34 thoughts on “10 Things Cats Do Not Eat.

  1. Kate, that is a brilliant description! Pippy Long stocking seems to prefer human food to cat food!

    Are you aware of the cult cartoon ‘Simon’s Cat’?

    You may lie to see this one

  2. Cats don’t eat expensive cat food from the vet’s office. Nor do they like toys that you buy. They prefer to “annex” your things and “adjust” them to their liking. What on earth would we do without them?

  3. Indeed, they do eat life for breakfast, Kate.
    We had a cat, Zoe, a wedding gift she was. She ate odd things. Greek Kalamata olives. Ben Gay (an ointment for aches and pains). The most egregious thing she ate was my angora sweater, brand new.

  4. Like children, every cat has his/her unique personality. Sadly, unlike children, the slow, stern “one…two…three” counting thing does not work on them… ๐Ÿ˜‰

    1. Carrie, ne’er a truer word has been spoken. Or commented on WordPress. I bawl, “Get down!!” and Monty gazes at me with “What?” floating in mid air somewhere above his head.

  5. Cats eat … whatever they care to! And most appropriately, not always what you give them. They do however demand to be fed on their own schedule, regardless of yours.

    That is one of the things I love about cat – their independence. It is also what makes me want to fling them across the room at 4 in the morning when they decide the best place to sleep is on my face.

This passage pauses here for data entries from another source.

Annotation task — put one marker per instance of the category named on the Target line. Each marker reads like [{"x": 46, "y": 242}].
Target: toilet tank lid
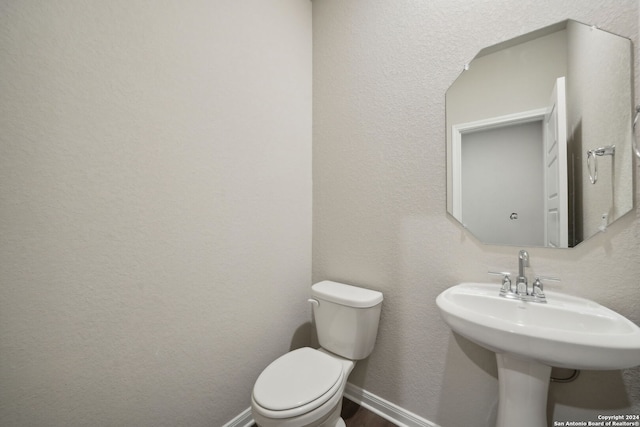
[{"x": 351, "y": 296}]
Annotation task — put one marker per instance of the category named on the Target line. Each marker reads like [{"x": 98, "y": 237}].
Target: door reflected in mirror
[{"x": 520, "y": 121}]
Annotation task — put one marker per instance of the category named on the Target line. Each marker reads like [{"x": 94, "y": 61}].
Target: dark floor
[{"x": 356, "y": 416}]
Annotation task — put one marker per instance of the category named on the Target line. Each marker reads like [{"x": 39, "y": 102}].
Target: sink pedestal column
[{"x": 523, "y": 387}]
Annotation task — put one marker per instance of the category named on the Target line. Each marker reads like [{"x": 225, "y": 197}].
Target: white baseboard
[
  {"x": 377, "y": 405},
  {"x": 243, "y": 420},
  {"x": 384, "y": 408}
]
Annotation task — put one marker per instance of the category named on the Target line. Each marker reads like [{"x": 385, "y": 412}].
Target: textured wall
[
  {"x": 155, "y": 193},
  {"x": 381, "y": 70}
]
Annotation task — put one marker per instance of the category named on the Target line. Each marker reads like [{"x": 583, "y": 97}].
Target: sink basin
[
  {"x": 530, "y": 337},
  {"x": 567, "y": 332}
]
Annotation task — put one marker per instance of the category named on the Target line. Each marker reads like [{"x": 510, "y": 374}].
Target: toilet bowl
[{"x": 304, "y": 387}]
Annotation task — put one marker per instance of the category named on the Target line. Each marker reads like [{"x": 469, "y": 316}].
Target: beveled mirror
[{"x": 539, "y": 137}]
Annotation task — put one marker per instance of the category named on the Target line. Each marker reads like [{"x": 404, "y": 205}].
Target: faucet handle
[
  {"x": 506, "y": 281},
  {"x": 554, "y": 279},
  {"x": 538, "y": 289}
]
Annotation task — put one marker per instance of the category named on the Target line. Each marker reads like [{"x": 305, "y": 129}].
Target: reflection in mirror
[{"x": 528, "y": 123}]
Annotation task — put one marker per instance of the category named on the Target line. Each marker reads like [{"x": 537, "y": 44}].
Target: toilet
[{"x": 304, "y": 387}]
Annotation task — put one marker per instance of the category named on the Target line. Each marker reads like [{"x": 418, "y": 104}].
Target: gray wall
[
  {"x": 155, "y": 194},
  {"x": 381, "y": 70}
]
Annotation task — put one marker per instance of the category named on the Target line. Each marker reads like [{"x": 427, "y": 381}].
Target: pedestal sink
[{"x": 530, "y": 337}]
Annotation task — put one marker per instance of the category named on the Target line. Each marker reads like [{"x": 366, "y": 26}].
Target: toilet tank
[{"x": 346, "y": 318}]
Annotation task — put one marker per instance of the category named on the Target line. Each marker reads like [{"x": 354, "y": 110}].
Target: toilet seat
[{"x": 297, "y": 382}]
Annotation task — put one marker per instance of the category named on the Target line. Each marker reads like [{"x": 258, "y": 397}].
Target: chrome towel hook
[
  {"x": 609, "y": 150},
  {"x": 635, "y": 142}
]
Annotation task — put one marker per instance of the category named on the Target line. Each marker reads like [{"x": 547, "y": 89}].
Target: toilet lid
[{"x": 295, "y": 379}]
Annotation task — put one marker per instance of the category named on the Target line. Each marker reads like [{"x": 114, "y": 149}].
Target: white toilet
[{"x": 304, "y": 387}]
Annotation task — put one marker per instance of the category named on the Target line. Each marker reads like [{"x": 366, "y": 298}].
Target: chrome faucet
[
  {"x": 521, "y": 289},
  {"x": 521, "y": 281}
]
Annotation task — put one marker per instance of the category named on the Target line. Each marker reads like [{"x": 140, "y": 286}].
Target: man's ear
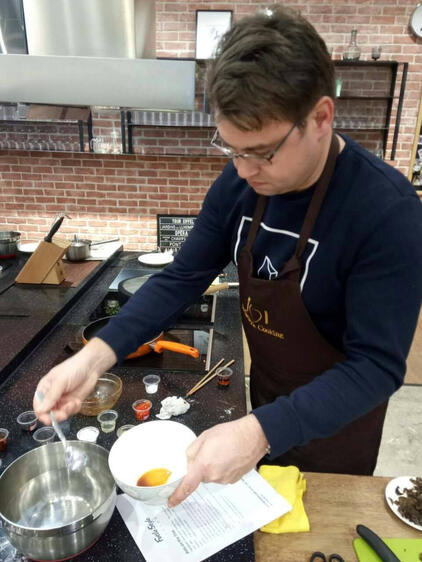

  6. Kate, Elby, That Cat! sends you a big hug and a kiss for ‘splaining his world to me. He loves any type of wire, curtain cord, or light plug he can find. His recent favorite is Q-Tips… I had a small crystal bowl of them – he began taking one at a time and trotting around the house with it in his mouth, batting it to hell and gone like the great hunter he is. I put the bowl away. Two minutes later, he found the ones in the trash basket…

  7. Apologies for not being here in ages, Kate. You’re hard to keep up with, being as prolific as you are!

    My cats eat odd things too. One of them likes Indian food. Fortunately she doesn’t suffer any ill effects. I’m glad your kitten is keeping up the time-honored tradition of eating non-kitty foods.